The FTDI connector plugs into the six pins on the top of the card. You don't need to care about the pin names, but note the BLK and GRN labels.


 Plug a mini USB cable (technically a "USB 2.0 Mini Type B 5 position")  onto the FTDI card and attach it to your computer.  Your computer should load the correct driver.

The FTDI connector is not keyed, so it's easy to attach it backwards.  Nothing bad will happen, but it won't work. There are BLK and GRN labels here as well.  Line up the labels with the Arduino and make the six pins are going into the six sockets.


Your software will have some menu for picking the serial port and baud rate.  On my windows box it's COM6, and on my Mac it's some odd name with "USB" in the middle.

BTW, I don't know what BLK and GRN stand for.  I'm assuming it's "black" and "green", and that some ancient connector used wires of those colors.  In any case, all modern FTDI connectors are cards, and they're all labelled with BLK and GRN.

Wednesday, February 9, 2011

an Arduino product idea

an Arduino product idea

One problem I have with building arduino projects is that I had to take them apart when I started the next one.  I solved this of course by getting some extra breadboards.

But, now I have the problem that I've got a couple of projects, but they're a bit of a hassle to rewire to the arduino board when I want to use them.  I've got the connections written down, but it takes some time and if I make a mistake then it's a pain to troubleshoot.

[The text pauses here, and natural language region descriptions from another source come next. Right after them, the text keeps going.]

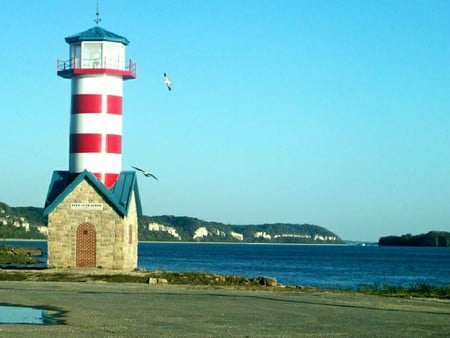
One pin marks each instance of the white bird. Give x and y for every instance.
(145, 172)
(167, 82)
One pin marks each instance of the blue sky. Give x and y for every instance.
(335, 113)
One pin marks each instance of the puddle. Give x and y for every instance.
(14, 314)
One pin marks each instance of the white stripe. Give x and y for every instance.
(96, 124)
(97, 84)
(95, 163)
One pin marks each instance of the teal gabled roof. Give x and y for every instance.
(119, 195)
(96, 34)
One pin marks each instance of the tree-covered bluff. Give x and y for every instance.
(432, 238)
(29, 223)
(174, 228)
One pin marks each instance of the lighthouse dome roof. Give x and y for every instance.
(96, 34)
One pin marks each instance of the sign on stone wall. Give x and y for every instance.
(86, 206)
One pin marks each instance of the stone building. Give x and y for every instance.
(93, 207)
(90, 225)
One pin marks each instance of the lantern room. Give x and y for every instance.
(97, 51)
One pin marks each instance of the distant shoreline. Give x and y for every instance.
(194, 242)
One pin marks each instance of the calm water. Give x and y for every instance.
(345, 267)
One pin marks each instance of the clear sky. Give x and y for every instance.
(334, 113)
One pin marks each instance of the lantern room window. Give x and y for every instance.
(98, 55)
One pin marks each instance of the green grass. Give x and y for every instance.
(7, 256)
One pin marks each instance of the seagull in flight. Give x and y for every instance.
(167, 82)
(145, 172)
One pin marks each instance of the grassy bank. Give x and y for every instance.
(417, 290)
(9, 255)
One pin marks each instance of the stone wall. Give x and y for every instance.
(115, 248)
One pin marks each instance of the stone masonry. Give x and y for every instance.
(92, 237)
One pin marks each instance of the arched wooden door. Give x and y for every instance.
(86, 250)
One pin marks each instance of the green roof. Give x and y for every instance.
(96, 34)
(119, 195)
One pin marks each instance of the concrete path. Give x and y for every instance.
(140, 310)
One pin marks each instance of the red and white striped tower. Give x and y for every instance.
(97, 70)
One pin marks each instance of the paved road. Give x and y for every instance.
(139, 310)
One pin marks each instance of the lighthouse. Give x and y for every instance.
(97, 70)
(93, 207)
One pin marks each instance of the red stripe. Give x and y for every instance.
(85, 143)
(114, 104)
(92, 103)
(114, 144)
(110, 179)
(86, 103)
(92, 143)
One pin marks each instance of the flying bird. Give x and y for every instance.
(145, 172)
(167, 82)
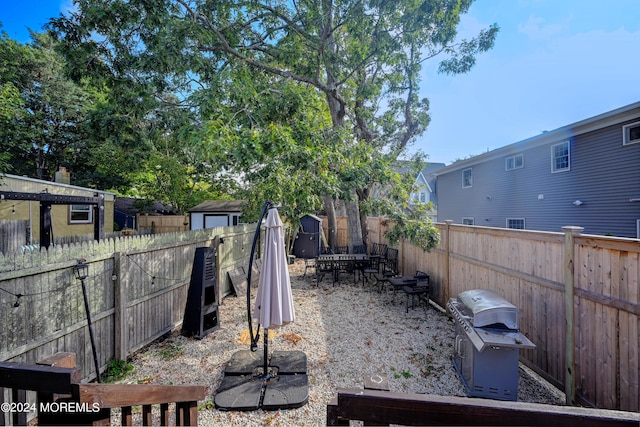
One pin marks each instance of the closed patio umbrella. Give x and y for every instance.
(274, 300)
(287, 384)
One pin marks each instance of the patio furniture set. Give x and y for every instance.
(378, 267)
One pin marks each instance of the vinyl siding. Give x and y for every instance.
(603, 174)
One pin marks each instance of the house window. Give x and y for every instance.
(631, 133)
(515, 223)
(467, 178)
(80, 214)
(560, 157)
(514, 162)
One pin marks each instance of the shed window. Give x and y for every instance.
(80, 214)
(560, 157)
(514, 162)
(467, 178)
(515, 223)
(631, 133)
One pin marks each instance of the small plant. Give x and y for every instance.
(117, 370)
(403, 374)
(207, 404)
(171, 350)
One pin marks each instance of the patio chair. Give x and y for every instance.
(359, 249)
(389, 267)
(418, 290)
(309, 263)
(346, 265)
(379, 249)
(324, 266)
(341, 249)
(326, 250)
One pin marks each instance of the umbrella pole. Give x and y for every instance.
(254, 339)
(266, 352)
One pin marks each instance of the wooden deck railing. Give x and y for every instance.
(375, 407)
(63, 400)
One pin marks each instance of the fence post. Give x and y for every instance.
(447, 272)
(569, 280)
(119, 321)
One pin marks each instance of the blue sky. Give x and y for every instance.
(555, 62)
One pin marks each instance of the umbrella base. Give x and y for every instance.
(245, 387)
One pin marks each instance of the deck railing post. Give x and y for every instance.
(120, 315)
(569, 282)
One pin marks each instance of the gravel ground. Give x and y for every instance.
(347, 332)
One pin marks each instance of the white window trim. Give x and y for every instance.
(506, 162)
(524, 223)
(625, 134)
(471, 176)
(553, 159)
(75, 221)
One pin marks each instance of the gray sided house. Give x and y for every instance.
(584, 174)
(426, 184)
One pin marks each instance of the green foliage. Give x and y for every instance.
(207, 404)
(225, 81)
(117, 370)
(170, 350)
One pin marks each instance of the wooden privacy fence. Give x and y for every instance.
(163, 223)
(137, 288)
(577, 295)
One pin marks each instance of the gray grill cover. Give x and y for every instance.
(488, 308)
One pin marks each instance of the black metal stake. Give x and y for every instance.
(266, 353)
(93, 343)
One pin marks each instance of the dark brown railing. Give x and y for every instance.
(63, 400)
(376, 407)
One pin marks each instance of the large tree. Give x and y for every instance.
(363, 56)
(43, 110)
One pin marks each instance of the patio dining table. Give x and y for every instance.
(361, 260)
(399, 282)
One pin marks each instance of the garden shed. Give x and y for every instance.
(309, 239)
(215, 213)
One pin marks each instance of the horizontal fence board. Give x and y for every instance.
(527, 268)
(152, 273)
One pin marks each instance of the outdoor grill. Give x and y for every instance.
(487, 344)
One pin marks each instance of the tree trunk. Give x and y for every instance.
(332, 226)
(353, 222)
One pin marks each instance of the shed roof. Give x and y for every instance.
(219, 206)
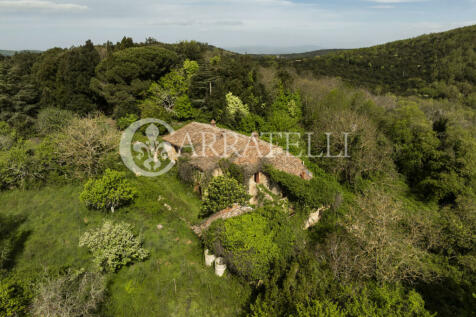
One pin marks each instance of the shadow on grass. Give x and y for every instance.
(12, 239)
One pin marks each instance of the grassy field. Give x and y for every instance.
(172, 282)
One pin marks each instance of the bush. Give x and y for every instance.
(113, 246)
(52, 120)
(14, 298)
(251, 243)
(371, 301)
(74, 294)
(8, 136)
(85, 145)
(222, 192)
(320, 190)
(109, 192)
(124, 122)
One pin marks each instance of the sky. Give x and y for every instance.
(42, 24)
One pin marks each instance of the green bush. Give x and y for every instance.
(8, 136)
(73, 294)
(127, 120)
(14, 298)
(113, 246)
(52, 120)
(320, 190)
(251, 243)
(222, 192)
(109, 192)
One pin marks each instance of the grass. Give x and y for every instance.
(173, 281)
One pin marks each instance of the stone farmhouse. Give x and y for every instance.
(200, 150)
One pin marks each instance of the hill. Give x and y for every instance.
(440, 65)
(173, 282)
(11, 53)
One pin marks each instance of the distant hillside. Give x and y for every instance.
(311, 54)
(271, 50)
(10, 52)
(435, 65)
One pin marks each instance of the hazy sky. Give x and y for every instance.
(41, 24)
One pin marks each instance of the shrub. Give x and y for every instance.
(222, 192)
(113, 246)
(74, 294)
(14, 298)
(8, 136)
(85, 145)
(251, 243)
(112, 190)
(320, 190)
(52, 120)
(124, 122)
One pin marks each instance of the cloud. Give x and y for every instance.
(395, 1)
(43, 5)
(383, 6)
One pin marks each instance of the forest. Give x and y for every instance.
(397, 239)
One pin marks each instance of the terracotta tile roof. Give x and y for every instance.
(211, 143)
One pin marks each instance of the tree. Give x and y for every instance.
(123, 77)
(113, 246)
(171, 93)
(73, 294)
(76, 67)
(86, 144)
(376, 245)
(222, 192)
(109, 192)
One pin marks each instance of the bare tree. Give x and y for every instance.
(85, 143)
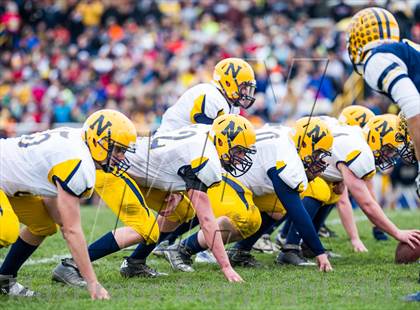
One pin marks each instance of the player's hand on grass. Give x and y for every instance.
(97, 291)
(323, 263)
(411, 237)
(231, 275)
(358, 245)
(172, 200)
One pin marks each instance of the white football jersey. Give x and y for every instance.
(158, 160)
(393, 69)
(200, 104)
(275, 150)
(31, 164)
(349, 147)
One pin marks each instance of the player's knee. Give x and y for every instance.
(253, 222)
(149, 233)
(318, 189)
(9, 236)
(43, 230)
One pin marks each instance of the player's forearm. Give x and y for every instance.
(214, 241)
(78, 248)
(209, 227)
(346, 216)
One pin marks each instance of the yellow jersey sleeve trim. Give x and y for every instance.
(280, 165)
(63, 172)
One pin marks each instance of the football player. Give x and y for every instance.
(189, 160)
(388, 65)
(232, 88)
(286, 158)
(351, 167)
(356, 115)
(44, 175)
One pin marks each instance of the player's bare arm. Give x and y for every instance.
(69, 211)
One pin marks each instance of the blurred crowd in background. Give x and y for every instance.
(61, 60)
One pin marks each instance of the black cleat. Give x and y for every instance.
(293, 257)
(242, 258)
(132, 267)
(10, 287)
(413, 297)
(67, 272)
(307, 252)
(326, 232)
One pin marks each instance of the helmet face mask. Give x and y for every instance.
(246, 97)
(386, 157)
(235, 79)
(234, 138)
(238, 162)
(313, 141)
(385, 139)
(115, 161)
(109, 134)
(407, 152)
(315, 164)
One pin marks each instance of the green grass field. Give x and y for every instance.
(359, 281)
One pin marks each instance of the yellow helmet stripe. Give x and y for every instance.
(388, 28)
(378, 19)
(385, 73)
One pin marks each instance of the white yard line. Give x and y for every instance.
(57, 258)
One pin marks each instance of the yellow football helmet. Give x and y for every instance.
(234, 138)
(313, 140)
(355, 115)
(108, 135)
(235, 78)
(368, 29)
(385, 139)
(407, 152)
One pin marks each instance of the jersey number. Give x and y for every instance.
(157, 142)
(261, 136)
(38, 138)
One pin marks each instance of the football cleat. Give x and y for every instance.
(326, 232)
(160, 249)
(242, 258)
(132, 267)
(265, 245)
(307, 252)
(10, 287)
(206, 257)
(179, 258)
(67, 272)
(413, 297)
(293, 257)
(378, 234)
(280, 240)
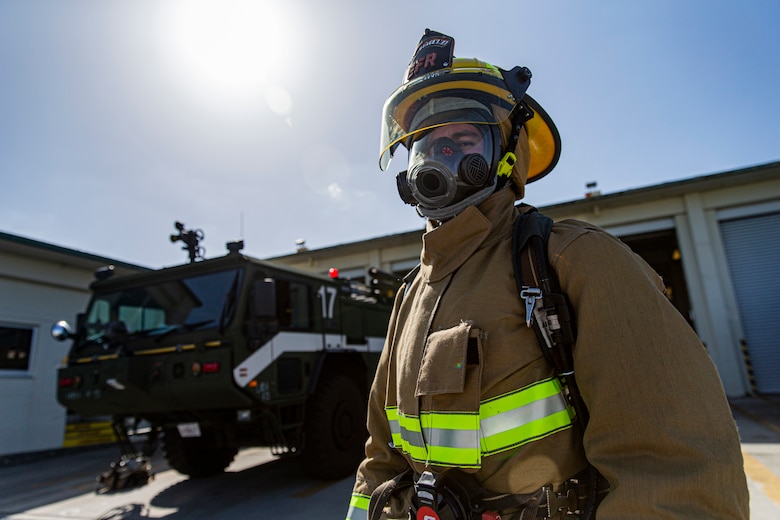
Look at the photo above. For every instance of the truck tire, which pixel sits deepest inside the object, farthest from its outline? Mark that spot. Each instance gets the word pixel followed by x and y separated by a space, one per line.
pixel 196 456
pixel 335 428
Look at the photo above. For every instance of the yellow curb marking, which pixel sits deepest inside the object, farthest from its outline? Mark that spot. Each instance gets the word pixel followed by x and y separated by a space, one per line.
pixel 757 472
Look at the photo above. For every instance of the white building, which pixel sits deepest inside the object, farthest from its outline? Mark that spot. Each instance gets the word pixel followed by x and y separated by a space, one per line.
pixel 39 285
pixel 715 240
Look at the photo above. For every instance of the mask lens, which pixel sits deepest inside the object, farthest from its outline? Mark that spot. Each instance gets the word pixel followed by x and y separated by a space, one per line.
pixel 448 163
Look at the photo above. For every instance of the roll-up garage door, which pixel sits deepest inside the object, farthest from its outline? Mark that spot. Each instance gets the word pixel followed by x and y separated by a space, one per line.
pixel 753 254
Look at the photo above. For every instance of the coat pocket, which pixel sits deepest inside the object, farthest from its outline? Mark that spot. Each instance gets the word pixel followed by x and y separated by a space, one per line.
pixel 451 361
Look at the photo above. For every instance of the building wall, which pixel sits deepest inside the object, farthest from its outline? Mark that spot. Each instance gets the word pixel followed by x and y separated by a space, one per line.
pixel 38 288
pixel 694 209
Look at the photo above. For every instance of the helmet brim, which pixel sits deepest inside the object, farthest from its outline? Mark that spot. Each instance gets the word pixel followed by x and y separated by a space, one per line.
pixel 544 141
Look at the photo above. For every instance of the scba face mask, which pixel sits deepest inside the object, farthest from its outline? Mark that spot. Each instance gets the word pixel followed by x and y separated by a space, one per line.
pixel 451 166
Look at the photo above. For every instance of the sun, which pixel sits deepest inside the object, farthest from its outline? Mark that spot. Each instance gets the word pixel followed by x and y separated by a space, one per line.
pixel 229 54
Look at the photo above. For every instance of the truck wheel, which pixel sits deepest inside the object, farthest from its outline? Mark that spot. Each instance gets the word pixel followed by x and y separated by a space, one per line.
pixel 335 428
pixel 196 456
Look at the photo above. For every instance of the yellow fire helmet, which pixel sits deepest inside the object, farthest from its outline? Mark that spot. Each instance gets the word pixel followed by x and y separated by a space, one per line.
pixel 437 85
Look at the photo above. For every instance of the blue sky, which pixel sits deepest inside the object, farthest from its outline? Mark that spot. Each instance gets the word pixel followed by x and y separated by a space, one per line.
pixel 260 119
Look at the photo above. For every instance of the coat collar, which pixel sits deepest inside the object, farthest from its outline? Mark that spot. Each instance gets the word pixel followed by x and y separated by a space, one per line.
pixel 448 246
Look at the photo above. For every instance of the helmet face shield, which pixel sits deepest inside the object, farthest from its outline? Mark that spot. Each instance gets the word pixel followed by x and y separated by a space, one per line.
pixel 479 87
pixel 440 90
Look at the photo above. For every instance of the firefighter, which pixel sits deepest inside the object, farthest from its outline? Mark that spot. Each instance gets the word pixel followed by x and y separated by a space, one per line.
pixel 466 416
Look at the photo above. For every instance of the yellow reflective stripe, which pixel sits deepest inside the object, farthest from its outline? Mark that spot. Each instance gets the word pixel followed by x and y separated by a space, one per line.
pixel 526 395
pixel 517 418
pixel 409 436
pixel 395 427
pixel 502 423
pixel 358 506
pixel 452 438
pixel 526 433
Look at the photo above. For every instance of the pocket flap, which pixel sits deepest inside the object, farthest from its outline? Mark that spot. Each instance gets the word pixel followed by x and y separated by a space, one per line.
pixel 447 354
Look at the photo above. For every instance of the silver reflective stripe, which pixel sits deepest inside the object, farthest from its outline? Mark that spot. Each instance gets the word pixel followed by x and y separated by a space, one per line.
pixel 452 438
pixel 412 437
pixel 510 419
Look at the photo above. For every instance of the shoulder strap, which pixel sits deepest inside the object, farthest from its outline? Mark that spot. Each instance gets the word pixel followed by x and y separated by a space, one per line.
pixel 548 310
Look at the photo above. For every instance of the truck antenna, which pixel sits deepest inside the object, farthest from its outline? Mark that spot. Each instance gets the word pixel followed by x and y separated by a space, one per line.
pixel 191 239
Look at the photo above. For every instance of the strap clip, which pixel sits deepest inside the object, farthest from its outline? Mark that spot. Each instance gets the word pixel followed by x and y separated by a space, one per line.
pixel 530 295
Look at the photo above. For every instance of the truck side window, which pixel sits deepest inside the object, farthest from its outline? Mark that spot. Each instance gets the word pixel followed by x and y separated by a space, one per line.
pixel 293 305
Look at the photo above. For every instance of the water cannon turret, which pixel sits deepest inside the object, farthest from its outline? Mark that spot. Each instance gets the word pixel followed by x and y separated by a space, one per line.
pixel 191 239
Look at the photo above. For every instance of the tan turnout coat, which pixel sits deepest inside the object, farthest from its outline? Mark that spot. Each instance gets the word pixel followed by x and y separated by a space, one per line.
pixel 660 427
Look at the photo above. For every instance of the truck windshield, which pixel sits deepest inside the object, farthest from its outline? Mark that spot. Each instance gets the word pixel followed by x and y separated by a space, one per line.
pixel 197 302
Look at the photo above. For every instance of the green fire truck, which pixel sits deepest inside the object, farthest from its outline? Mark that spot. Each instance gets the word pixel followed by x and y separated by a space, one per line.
pixel 230 352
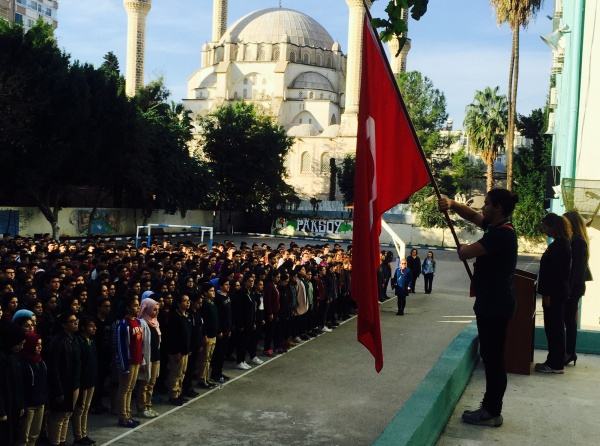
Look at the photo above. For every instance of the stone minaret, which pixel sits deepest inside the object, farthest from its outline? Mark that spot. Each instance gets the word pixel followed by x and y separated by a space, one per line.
pixel 219 19
pixel 399 63
pixel 356 15
pixel 137 10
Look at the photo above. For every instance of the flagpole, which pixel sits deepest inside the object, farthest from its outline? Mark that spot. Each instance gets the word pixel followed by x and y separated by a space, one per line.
pixel 414 132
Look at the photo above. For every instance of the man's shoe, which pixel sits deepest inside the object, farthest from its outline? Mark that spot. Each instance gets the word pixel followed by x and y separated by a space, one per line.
pixel 481 417
pixel 542 367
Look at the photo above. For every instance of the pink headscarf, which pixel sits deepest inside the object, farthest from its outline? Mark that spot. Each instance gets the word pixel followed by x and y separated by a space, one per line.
pixel 146 308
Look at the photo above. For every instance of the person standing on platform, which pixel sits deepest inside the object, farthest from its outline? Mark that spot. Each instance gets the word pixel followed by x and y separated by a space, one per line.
pixel 553 285
pixel 496 254
pixel 401 282
pixel 428 269
pixel 580 273
pixel 414 265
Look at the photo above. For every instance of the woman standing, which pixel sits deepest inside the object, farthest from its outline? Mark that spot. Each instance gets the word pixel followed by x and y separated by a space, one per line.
pixel 414 265
pixel 553 285
pixel 580 273
pixel 428 271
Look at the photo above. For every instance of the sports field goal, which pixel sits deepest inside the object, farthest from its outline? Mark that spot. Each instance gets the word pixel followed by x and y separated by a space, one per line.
pixel 147 231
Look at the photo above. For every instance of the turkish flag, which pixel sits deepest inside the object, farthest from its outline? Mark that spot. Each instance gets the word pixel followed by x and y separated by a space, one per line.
pixel 390 167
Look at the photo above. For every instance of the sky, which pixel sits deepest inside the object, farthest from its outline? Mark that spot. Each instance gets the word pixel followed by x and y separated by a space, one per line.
pixel 457 43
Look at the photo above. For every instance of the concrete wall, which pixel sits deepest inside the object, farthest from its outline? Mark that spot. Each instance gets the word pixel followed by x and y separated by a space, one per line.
pixel 73 221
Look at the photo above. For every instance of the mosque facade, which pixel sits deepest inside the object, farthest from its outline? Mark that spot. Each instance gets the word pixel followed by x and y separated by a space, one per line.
pixel 288 65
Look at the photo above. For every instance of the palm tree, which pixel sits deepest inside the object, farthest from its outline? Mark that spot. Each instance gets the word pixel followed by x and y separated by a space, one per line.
pixel 485 125
pixel 517 13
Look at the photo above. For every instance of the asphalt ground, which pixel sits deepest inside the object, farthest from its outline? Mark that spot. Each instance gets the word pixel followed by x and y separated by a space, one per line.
pixel 323 392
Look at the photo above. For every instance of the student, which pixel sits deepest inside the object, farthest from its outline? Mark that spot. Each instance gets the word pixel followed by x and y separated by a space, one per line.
pixel 553 285
pixel 178 347
pixel 35 389
pixel 64 377
pixel 402 281
pixel 131 344
pixel 151 369
pixel 428 270
pixel 210 316
pixel 89 376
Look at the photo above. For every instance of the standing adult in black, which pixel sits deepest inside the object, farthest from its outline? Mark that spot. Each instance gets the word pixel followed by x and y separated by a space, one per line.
pixel 496 254
pixel 553 285
pixel 580 273
pixel 413 261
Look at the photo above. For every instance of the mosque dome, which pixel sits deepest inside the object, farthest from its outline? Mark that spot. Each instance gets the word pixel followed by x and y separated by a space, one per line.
pixel 269 25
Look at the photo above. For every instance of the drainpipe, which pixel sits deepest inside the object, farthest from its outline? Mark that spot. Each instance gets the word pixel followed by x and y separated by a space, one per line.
pixel 575 88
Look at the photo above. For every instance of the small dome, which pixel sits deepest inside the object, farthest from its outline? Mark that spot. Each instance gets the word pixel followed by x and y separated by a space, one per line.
pixel 312 80
pixel 268 26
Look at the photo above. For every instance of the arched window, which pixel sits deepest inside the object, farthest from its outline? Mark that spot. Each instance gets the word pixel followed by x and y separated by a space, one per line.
pixel 325 157
pixel 305 163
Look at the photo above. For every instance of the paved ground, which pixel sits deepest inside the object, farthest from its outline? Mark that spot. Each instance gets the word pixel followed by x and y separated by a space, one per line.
pixel 323 392
pixel 544 410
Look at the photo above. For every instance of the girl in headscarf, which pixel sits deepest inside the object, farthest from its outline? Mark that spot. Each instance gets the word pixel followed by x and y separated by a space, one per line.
pixel 35 389
pixel 150 370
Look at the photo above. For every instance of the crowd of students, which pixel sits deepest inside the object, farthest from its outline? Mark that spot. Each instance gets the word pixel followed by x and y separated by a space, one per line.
pixel 98 326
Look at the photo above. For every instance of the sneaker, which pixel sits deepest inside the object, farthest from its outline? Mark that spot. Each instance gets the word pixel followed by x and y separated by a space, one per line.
pixel 482 417
pixel 127 423
pixel 542 367
pixel 149 413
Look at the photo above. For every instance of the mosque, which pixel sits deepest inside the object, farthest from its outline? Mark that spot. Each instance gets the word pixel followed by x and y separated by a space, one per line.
pixel 289 65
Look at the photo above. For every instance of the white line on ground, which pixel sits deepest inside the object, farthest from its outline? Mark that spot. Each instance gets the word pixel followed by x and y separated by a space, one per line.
pixel 175 409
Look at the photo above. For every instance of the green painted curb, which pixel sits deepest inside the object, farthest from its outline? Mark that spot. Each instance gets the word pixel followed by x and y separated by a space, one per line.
pixel 587 341
pixel 424 416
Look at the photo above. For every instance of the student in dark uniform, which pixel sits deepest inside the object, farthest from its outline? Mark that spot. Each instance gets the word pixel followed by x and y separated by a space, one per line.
pixel 496 254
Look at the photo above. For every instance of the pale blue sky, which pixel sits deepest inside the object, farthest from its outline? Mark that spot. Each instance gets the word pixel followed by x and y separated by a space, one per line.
pixel 457 43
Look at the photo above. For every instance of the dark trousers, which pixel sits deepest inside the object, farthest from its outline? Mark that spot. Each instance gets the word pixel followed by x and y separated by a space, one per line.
pixel 554 315
pixel 428 278
pixel 218 358
pixel 492 335
pixel 245 344
pixel 571 311
pixel 270 328
pixel 401 300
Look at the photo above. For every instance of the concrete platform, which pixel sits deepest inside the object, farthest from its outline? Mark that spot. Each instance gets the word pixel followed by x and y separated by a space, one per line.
pixel 544 410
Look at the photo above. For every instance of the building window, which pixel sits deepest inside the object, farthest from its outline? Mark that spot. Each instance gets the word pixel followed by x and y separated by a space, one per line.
pixel 325 157
pixel 305 163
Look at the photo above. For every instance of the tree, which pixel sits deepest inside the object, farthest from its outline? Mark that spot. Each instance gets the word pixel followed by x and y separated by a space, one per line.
pixel 485 125
pixel 530 173
pixel 517 13
pixel 245 152
pixel 394 25
pixel 426 107
pixel 346 178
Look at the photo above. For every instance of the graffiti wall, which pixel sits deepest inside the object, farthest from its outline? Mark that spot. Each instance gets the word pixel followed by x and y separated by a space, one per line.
pixel 314 227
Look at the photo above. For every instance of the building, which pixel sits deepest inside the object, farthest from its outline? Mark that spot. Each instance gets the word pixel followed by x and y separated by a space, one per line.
pixel 573 124
pixel 286 63
pixel 27 12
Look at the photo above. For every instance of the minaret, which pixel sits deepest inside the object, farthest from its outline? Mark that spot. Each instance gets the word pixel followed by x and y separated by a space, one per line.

I know, basically I'm a spoiled software guy.

So, here's two ideas that would make this a bit easier:

Idea 1: Header Extensions

Development cards like the Uno have four sets of  has four sets of header pins (is this what they're called?  the ones you stick your wires into) -- two with 8 pins, two with 6 pins.

It would be nice to have a set of labeled extension headers.  The wires from the breadboard would be inserted into the header, and the header would be inserted into the header on the board.  Some kind of marking or coloration for orientation purposes would be nice.

That way, connecting a project would consist of just connecting the headers, and it would be easy to swap between projects by just swapping out the headers.  It would be clever if the header was easy to write on (e.g., not black)... then you could write the project or file name that needed to be loaded for that breadboard.

It seems you could make your own out of the breakaway female headers, but it would be nice to be able to buy a bag of these.  If they were custom-made, they could even take the header gap into account, and you would only have two header extensions per project.








Idea 2: Header Jumpers

This might be problematic in that it would make your breadboard too big.  Instead of a a header for holding your project wires, all project wires stay on the breadboard.  You then make 6 and 8 wire "extension cords" with a header on each end.  You specify the top 16 rows on the breadboard are for the header jumpers, and connections on your breadboard go to the BCDE holes on the breadboard.  The A holes (lol) would be for the jumpers.

Again, you could make these with the female headers, and custom pieces could reduce the number of jumpers down to two.

So what do you think?  Am I once again looking at a totally solved problem and making everyone roll their eyes in embarrassment?  Let me know if you've got a nice solution for this!  And if this idea happens to make you rich, send me a set, OK?